Racial tensions in the United States have reached boiling point after protests in Charlotte against police killings of black men turned increasingly violent, forcing the North Carolina governor to declare a state of emergency in the city.

The protests began on Tuesday after a police officer killed Keith Lamont Scott, a 43-year-old black man.

His death followed another police killing of a black man in Tulsa on Friday, Terence Crutcher. Protests are also ongoing in the Oklahoma city.

The protests in Charlotte late on Wednesday saw one person critically injured after being shot. Police said that victim, who they did not identify, was shot by a civilian.

READ MORE: Video shows police killing unarmed black man in Tulsa

Authorities have been attempting to quell public anger after Scott’s death, with police in riot gear firing tear gas at protesters and arresting those they accuse of violence.

Mark Thompson, a radio host of Make it Plain, a show focusing on human rights, told Al Jazeera: “This is tragic. It’s a very sad night for the people of Charlotte. As Dr [Martin Luther] King said, so-called riots are the language of the unheard. It’s an extension and direct result of the modern-day lynching of Keith Lamont Scott.”

With officials refusing to release any video of Scott, anger built as two very different versions emerged.

Conflicting accounts

Police say Scott disregarded repeated demands to drop his gun, while neighbourhood residents say he was holding a book, not a weapon, as he waited for his son to get off the school bus.

“You have to wonder what is the real rioting going on?” Thompson told Al Jazeera.

“Is this a good old-fashioned police riot, with all the violence being carried out against African Americans? We [African Americans] have to ponder every day whether we are going to make it home safely or whether we are going to be victims of the police.”

While a police video of the fatal shooting of Scott has not been released, a video showing the moment Crutcher died in the Tulsa shooting was made available for public viewing.

READ MORE: One shot during rally against Charlotte police shooting

“We know [from that video] without a doubt Terence Crutcher had his hands in the air,” said Thompson.

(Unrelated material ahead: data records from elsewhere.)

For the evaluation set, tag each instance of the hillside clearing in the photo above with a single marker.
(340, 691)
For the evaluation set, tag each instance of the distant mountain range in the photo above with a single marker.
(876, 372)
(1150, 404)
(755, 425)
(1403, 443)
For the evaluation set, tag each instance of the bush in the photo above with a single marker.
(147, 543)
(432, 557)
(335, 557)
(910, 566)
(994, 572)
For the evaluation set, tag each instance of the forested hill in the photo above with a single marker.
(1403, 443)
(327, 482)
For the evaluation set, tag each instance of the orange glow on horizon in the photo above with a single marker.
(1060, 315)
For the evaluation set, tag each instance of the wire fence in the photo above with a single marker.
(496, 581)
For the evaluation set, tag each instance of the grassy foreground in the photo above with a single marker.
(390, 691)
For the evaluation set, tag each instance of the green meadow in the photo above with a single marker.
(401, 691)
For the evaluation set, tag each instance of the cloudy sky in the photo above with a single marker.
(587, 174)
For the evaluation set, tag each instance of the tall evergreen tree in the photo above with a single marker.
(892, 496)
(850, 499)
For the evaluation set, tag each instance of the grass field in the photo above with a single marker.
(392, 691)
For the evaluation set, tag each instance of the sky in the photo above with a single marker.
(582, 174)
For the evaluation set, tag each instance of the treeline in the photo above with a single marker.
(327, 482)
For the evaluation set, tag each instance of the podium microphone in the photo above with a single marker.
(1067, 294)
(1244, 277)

The protests in Charlotte included shutting down the eight-lane Interstate 85 and burning the contents of a tractor-trailer.

Along with the man critically injured, paramedics said two other people and six police officers suffered minor injuries.

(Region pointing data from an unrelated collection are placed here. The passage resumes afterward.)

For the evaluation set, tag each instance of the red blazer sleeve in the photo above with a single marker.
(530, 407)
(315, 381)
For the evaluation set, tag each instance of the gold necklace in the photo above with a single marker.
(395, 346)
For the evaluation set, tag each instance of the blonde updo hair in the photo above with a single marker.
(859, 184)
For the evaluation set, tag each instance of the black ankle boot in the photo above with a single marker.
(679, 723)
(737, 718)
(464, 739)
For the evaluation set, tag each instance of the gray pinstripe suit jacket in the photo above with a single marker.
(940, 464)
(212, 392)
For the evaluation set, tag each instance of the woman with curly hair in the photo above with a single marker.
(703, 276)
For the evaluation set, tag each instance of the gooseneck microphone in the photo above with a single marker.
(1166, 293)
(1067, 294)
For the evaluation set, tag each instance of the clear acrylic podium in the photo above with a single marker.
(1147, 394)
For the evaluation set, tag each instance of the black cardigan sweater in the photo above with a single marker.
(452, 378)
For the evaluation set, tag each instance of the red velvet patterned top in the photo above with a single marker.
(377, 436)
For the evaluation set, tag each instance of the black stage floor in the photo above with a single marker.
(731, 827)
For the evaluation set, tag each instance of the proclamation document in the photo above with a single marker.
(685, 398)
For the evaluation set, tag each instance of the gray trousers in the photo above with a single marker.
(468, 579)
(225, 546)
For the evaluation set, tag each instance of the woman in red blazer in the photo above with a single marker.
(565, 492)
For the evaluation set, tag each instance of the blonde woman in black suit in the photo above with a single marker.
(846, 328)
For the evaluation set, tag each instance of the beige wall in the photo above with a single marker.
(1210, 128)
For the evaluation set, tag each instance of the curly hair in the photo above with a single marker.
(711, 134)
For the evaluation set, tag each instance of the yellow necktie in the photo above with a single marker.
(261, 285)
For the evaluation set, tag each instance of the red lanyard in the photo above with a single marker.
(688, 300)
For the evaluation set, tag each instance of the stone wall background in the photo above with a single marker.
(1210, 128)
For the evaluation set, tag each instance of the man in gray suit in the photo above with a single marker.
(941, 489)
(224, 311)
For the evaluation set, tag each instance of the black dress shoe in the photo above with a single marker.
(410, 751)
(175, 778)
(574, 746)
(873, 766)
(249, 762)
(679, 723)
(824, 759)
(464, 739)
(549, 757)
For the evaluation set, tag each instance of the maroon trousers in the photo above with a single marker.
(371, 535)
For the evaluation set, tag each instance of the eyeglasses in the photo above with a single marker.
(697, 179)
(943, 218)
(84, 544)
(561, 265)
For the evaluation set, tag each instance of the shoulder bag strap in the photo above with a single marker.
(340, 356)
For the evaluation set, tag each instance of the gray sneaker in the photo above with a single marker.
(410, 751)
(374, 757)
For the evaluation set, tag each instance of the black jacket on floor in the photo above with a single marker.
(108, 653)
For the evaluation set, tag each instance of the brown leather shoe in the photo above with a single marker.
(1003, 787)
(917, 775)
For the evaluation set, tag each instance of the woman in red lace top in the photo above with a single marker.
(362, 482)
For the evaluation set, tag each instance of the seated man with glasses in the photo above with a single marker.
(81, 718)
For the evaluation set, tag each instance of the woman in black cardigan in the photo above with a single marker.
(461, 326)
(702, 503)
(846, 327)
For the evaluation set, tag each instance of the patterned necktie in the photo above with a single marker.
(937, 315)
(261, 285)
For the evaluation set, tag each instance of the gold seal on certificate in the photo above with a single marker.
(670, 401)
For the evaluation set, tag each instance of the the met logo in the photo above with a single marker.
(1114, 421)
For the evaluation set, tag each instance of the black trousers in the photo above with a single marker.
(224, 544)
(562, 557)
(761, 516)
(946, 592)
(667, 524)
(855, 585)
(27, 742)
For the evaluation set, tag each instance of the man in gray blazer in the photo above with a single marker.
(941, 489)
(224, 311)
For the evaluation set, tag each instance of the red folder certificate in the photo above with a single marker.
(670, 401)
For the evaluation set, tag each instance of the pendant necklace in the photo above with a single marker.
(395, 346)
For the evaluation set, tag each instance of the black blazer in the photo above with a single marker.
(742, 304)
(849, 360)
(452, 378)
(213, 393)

Al Jazeera’s Alan Fisher, reporting from Charlotte, said: “They [protesters] want to make the point that what happened [Tuesday’s police shooting] is unacceptable.”

State of emergency

North Carolina Governor Pat McCrory announced late on Wednesday that he was accepting a request from Charlotte’s police chief, declaring a state of emergency and calling in the National Guard and state troopers to help restore order and protect downtown.

Protesters have been chanting “Black lives matter” and “Hands up; don’t shoot”. But some clashes between protesters and police saw officers fire flash grenades and marchers throw fireworks in return.

Video of a solidarity protest in New York showed protesters chanting slogans and carrying placards reading: “Black lives matter” and “Stop the war on black America”.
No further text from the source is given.